Fue nuestro primer viaje juntos, ya como pareja.
Nos habíamos conocido en otra travesía, en Guanajuato. Fue en el festival de Globos Aerostáticos de dicha entidad, en el municipio de León, lejos de la ciudad donde nacimos y vivimos.
Pero no fue sino hasta Querétaro, planeado y cotizando todo, que íbamos a conocer. Bueno, ella ya conocía un poco, pero nos íbamos a conocer juntos la ciudad y a nosotros.
Todo fue nuevo para mí: marché en avión por primera vez, aunque ella ya lo había hecho.
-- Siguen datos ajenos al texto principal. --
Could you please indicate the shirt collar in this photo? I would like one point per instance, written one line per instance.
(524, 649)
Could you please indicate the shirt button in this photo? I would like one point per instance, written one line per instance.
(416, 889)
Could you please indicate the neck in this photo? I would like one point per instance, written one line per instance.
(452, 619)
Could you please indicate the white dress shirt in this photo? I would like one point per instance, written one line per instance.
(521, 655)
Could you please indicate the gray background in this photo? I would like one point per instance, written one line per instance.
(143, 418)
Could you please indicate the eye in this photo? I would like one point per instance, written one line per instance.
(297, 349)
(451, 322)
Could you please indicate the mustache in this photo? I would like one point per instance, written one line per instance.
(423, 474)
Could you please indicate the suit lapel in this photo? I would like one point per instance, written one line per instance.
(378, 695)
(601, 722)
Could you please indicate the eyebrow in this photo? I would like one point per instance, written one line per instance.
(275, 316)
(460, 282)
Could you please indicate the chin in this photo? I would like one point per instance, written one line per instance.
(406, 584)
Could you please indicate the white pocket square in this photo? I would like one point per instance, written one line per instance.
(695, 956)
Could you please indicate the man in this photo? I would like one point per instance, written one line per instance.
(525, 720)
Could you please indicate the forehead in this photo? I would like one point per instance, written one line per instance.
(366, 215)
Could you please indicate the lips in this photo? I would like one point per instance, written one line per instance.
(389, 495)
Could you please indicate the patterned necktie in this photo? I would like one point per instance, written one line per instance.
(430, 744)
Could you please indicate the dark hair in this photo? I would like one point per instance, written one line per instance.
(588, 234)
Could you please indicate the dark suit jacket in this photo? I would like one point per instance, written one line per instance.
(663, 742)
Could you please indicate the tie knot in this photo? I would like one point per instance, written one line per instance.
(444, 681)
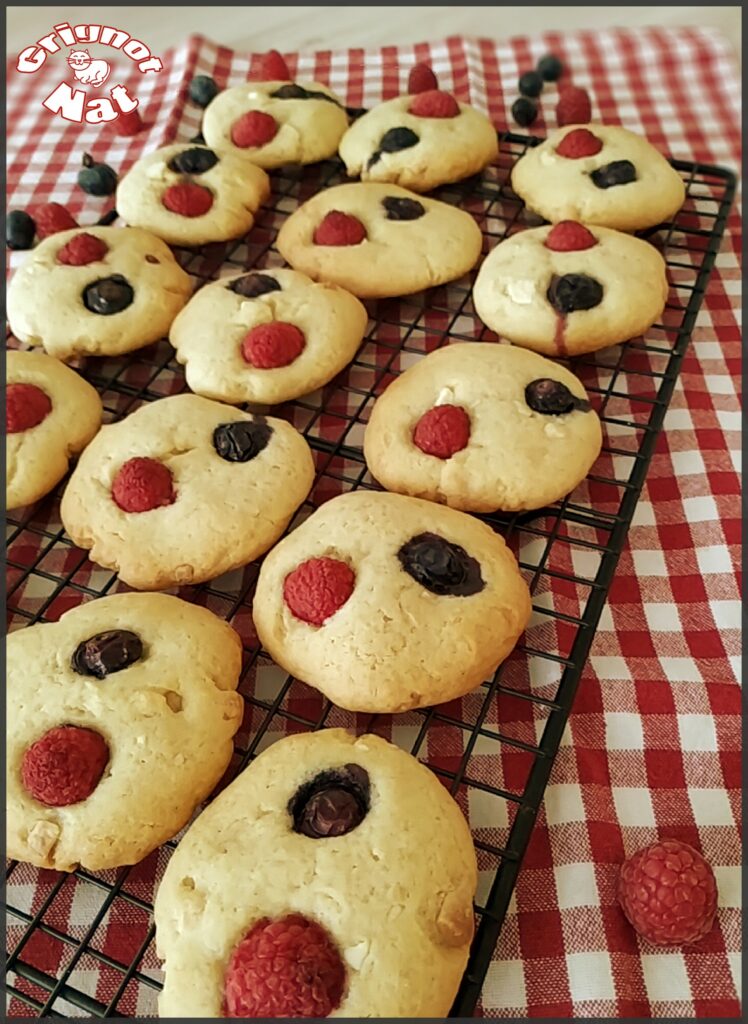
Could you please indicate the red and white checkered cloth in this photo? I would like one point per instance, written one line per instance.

Y sentí todas esas sensaciones que un pasajero nuevo experimenta cuando vive este medio aéreo; llegamos a la Ciudad de México para viajar por autobús a Tequisquiapan, un pequeño pueblo cercano a la capital queretarana y un lugar en donde residen familiares de ella.
Fue un día de viajes, cinco de estadía y otro más de regreso.
Jamás me había ido tanto tiempo, y jamás creí que iría con la persona adecuada a ese encuentro conmigo y con nosotros…
Comimos, bebimos, nos besamos, nos abrazamos, dormimos, bailamos, cantamos, jugamos, charlamos…
Querétaro bautizó la buena nueva.
Recuerdo un instante, en Peña de Bernal, el tercer monolito más grande del mundo, unos momentos antes de dar el brinco más grande, no literalmente pero sí el más importante, en donde ella me ve y le comenté:
– Me gustas mucho…
– Tú a mí.
– Siento, no sé tú, que la vida es diferente contigo.
– ¿Por qué?
– Porque estás tú. Y no quiere decir que seas espectacular para todos, pero para mí, eres única.
Ella sonrió, me vio, la vi, sonreí, nos besamos corta y suavemente, y concreté:
– Ya me voy porque me da miedo estar hasta aquí arriba y de pie.
Ella comenzó a reír mucho. Pero en cuanto estuve abajo, le sugerí:
– Pero te espero aquí abajo, aquí te espero, amor.